Sudan's new prime minister on Wednesday unveiled a 20-member cabinet tasked with solving an economic crisis that has triggered nationwide protests against the decades-old rule of President Omar al-Bashir. Bashir appointed Mohamed Tahir Eila as premier last month after dissolving the previous federal government in the face of protests that have rocked his administration since December.
Eila's cabinet is the third such government formed in less than two years, with the earlier two administrations sacked by Bashir for failing to revive the crisis-wracked economy. Bashir on February 22 dissolved the former cabinet along with all provincial governments as he imposed a nationwide state of emergency to quell demonstrations after an initial crackdown failed to suppress the protest movement.
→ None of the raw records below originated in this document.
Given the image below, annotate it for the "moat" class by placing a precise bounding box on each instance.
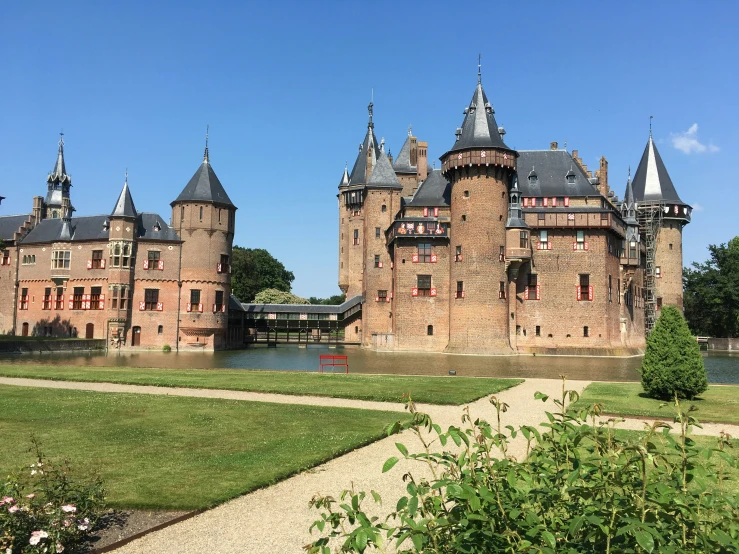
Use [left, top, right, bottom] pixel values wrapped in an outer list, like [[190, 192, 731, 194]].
[[0, 346, 739, 384]]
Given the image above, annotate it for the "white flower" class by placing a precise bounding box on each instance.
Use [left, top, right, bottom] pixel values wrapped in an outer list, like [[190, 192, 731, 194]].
[[28, 531, 49, 546]]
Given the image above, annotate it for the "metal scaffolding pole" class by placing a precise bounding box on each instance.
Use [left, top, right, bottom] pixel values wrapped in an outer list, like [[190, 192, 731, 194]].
[[636, 201, 664, 335]]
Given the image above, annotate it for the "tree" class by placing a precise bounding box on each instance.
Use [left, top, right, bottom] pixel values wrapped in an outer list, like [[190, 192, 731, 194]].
[[683, 237, 739, 337], [308, 294, 346, 306], [231, 246, 295, 302], [641, 306, 708, 400], [254, 289, 310, 304]]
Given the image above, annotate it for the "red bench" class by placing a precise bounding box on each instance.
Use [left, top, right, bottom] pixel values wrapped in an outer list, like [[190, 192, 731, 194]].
[[319, 354, 349, 373]]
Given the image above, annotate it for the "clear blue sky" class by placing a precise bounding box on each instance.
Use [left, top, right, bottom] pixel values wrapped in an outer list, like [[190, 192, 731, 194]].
[[0, 0, 739, 296]]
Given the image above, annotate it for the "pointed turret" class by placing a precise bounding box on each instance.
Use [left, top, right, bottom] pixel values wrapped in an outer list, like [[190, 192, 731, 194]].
[[110, 172, 138, 219], [45, 133, 74, 218], [339, 165, 349, 188], [367, 143, 403, 190], [449, 74, 511, 152], [171, 132, 236, 208], [632, 132, 683, 204], [349, 102, 380, 185], [506, 173, 529, 229]]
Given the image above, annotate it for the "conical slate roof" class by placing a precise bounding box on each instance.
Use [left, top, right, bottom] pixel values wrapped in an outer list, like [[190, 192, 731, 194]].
[[339, 167, 349, 188], [393, 131, 418, 175], [110, 178, 138, 218], [449, 79, 510, 152], [349, 122, 380, 185], [172, 160, 236, 208], [632, 134, 684, 204], [367, 150, 403, 190]]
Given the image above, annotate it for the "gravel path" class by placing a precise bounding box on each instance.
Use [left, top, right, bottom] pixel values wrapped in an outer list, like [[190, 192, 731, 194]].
[[0, 378, 739, 554]]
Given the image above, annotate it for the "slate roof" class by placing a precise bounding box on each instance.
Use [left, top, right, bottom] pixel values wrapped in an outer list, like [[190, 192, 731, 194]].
[[449, 80, 511, 152], [407, 169, 452, 207], [631, 135, 684, 204], [393, 133, 418, 175], [349, 123, 380, 185], [367, 150, 403, 190], [110, 179, 138, 217], [21, 213, 179, 244], [172, 162, 236, 208], [241, 295, 362, 314], [516, 150, 600, 197], [0, 214, 31, 240]]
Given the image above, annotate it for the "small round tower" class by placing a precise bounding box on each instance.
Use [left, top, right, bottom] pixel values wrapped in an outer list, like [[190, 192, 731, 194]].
[[171, 135, 237, 350], [441, 73, 517, 353], [632, 129, 692, 312]]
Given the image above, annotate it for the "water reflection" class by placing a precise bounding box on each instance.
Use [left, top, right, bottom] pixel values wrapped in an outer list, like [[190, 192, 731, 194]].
[[0, 346, 739, 384]]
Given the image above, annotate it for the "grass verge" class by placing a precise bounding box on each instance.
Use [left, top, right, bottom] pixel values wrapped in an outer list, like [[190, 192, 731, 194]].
[[0, 386, 408, 510], [571, 383, 739, 423], [0, 365, 523, 405]]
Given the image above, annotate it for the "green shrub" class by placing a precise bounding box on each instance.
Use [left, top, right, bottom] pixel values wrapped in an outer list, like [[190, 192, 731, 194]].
[[0, 440, 105, 554], [641, 306, 708, 400], [306, 382, 739, 554]]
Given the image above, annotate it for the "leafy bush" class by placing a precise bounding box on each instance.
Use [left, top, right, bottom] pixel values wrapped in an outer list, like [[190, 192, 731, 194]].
[[306, 381, 739, 554], [641, 306, 708, 400], [0, 440, 104, 554]]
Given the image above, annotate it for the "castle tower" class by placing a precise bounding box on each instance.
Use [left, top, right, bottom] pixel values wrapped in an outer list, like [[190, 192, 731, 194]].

Eila said his new government, which retains several ministers from the previous cabinet, aimed to tackle the country's economic crisis -- the key factor behind the protests. "We recognise the main issues, the issues of bread and oil, that need to be solved," Eila told reporters as he announced the names of his ministers.
The new cabinet that also includes 18 ministers of state will be sworn in on Thursday. Eila named veteran politicians Eshaj Adam Jamaa as oil minister, while the finance portfolio was given to Magdi Hassan Yasin.
Protests initially erupted on December 19 after a government decision to triple the price of bread, while irregular fuel supplies have been a common feature for months across the east African country. "The economic issues need to be solved immediately as it impacts inflation and our currency rate," said Eila.
Although the bread price rise triggered the protests, anger had mounted across the country for years over soaring inflation and an acute shortage of foreign currency. The foreign currency shortage particularly grew since the secession of the south in 2011 took away the bulk of oil earnings.
Protesters accuse Bashir's administration of mismanaging the economy, while the leader has blamed the United States for the crisis. Washington lifted a two-decade trade embargo in October 2017, but an expected economic recovery has failed to materialise.